St. Lawrence Among Most Economically Diverse Top Colleges | St. Lawrence University

St. Lawrence Among Most Economically Diverse Top Colleges

The New York Times has listed St. Lawrence University among the Most Economically Diverse Top Colleges in the nation.

In its College Access Index, The Times based its results on the share of first year students from low-income income families receiving Pell grants and on the net price of attendance for low- and middle-income families. Only colleges with four-year graduation rates of at least 75 percent were included.

“There are several important reasons why this list is important for us to recognize,” said Jeff Rickey, vice president and dean for admissions and financial aid. “First, The Times only considered schools with graduation rates of 75 percent or higher. That alone is a notable achievement. Then it looked at access in terms of the number of freshmen who come from low-income families measured by Pell grant recipients. And finally, it considered the net price of attendance for low- and middle-income families making $30,000 to $48,000 a year.”

The Times list attempts to see which selective colleges are doing the most to attract a more economically diverse student body. When accounting for the institutions that have the same index result, St. Lawrence tied for number 17 on this list.

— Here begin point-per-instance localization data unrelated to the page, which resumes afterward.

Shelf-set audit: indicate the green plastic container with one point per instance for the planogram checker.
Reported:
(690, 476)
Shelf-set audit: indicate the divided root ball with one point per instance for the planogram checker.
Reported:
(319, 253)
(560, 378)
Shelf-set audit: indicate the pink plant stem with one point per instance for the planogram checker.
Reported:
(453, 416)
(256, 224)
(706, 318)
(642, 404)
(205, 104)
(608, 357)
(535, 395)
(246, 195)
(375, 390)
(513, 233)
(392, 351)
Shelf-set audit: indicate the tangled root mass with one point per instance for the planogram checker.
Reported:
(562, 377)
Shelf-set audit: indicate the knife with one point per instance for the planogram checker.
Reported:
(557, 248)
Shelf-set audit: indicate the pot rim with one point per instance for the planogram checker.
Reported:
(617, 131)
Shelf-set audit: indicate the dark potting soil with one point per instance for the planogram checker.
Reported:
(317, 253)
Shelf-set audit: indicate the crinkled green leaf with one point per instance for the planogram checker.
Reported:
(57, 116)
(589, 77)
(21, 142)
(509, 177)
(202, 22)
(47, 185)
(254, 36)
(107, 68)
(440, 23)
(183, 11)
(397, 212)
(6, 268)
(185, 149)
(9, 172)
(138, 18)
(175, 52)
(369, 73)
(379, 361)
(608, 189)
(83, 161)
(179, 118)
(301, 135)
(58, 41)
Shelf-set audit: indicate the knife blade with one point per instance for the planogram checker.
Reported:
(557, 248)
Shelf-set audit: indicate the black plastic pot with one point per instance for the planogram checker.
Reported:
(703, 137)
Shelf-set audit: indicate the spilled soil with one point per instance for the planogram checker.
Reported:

“What the Times index affirms – especially given our reputation as a nationally recognized liberal arts institution by several other national publications – is that St. Lawrence has a commitment to attracting economically diverse groups of students while at the same time remaining academically competitive among our peers,” Rickey said. “Couple this recognition with our high retention rates, the fact that nearly 97 percent of our graduates are either employed or are in graduate school, and that our graduates have loan debt below the national average – even below the average for public college graduates – and it’s clear to see that St. Lawrence is an outstanding choice for any student regardless of her or his background.”